The relationship between human rights and contributions to knowledge has been at the centre of important debates over the past several years. The International Covenant on Economic, Social, and Cultural rights is in many ways the most crucial legal instrument through which the relationship between the two fields can be examined.1 Firstly it recognize for instance the rights to health food, technology, which are some of the rights whose realization can be affected in developing countries that adopt or strengthen intellectual property rights framework based on the commitments they take under the TRIPS(Trade related aspects of Intellectual Property Rights) or other intellectual property. Secondly, it recognizes at Article 15(1) C, the need to reward individuals and groups that make specific intellectual contributions that benefit society.

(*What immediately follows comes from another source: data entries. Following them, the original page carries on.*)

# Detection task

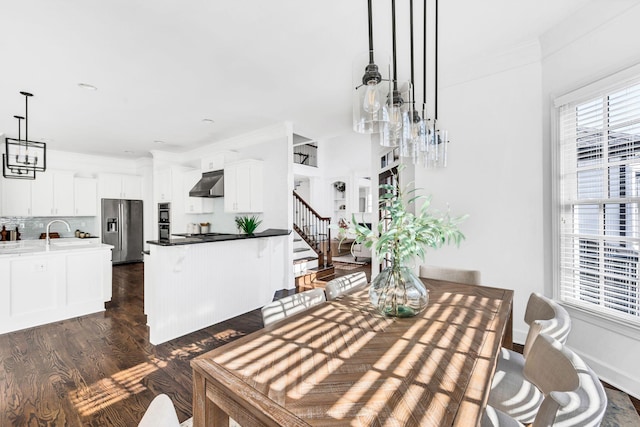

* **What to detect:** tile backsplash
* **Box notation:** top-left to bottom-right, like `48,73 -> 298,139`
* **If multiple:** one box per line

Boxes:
0,216 -> 99,240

Another dimension of this paper is that whether Intellectual Property Rights (IPR) is human rights. This questions turns on the interpretation of the human right to “the protection of the moral and material interests resulting from any scientific, literary or artistic production of which he is the author” enshrined in the Universal Declaration of Human rights(UDHR) adopted in1948, and the International Covenant on Economic, Social, and Cultural Rights (ICESCR) adopted in1966.

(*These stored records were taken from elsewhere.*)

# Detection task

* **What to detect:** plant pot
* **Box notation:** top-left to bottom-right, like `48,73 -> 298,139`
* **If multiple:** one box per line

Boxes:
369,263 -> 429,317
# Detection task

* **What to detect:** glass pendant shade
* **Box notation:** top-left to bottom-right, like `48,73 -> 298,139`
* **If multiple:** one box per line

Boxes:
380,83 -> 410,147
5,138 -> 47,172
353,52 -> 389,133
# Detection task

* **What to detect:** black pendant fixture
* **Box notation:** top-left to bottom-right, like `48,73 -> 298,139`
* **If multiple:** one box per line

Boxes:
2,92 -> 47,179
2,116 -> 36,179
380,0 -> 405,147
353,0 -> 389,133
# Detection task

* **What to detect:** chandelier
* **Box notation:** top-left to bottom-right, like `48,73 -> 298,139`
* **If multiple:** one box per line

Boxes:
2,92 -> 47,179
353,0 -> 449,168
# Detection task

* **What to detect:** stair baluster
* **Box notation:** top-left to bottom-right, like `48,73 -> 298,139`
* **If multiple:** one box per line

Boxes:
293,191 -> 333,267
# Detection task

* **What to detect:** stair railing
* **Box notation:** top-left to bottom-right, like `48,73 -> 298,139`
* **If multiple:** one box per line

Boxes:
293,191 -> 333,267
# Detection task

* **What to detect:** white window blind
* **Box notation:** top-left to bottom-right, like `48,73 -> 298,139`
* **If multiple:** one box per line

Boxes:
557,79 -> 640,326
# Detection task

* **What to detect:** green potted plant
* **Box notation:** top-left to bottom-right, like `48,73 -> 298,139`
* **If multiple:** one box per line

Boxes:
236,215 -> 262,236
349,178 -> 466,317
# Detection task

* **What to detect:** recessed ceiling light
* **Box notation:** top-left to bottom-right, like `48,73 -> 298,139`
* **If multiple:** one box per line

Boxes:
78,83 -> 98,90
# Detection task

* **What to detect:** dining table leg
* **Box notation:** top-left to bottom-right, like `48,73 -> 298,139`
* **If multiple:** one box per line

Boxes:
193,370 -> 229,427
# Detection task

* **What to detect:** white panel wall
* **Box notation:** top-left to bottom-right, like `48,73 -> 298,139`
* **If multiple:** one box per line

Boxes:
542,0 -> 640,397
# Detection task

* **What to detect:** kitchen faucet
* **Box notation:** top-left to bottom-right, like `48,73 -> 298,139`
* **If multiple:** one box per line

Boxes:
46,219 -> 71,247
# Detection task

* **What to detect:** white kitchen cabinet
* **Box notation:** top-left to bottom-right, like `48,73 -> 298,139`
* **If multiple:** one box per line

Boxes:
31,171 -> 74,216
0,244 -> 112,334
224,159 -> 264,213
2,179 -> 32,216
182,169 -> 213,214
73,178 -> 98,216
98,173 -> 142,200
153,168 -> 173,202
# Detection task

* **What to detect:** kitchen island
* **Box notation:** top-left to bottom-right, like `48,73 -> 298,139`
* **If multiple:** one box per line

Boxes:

Since the beginning of these rights has been started with interpretations and further it was discussed that the protection of the moral and material interest of authors cannot be equated with IP protection, because IP rights are not fundamental and inalienable entitlements of the human person to the protection of moral and material interests of authors and the right to property in the UDHR.5 Even if IP rights could be recognized as a form of property although property rights are excluded from the ICESCR6 this latter argument fails to point out that IP rights lack the fundamental characteristics of human rights as they are established by legislative acts, limited time and can be bought, sold or revoked.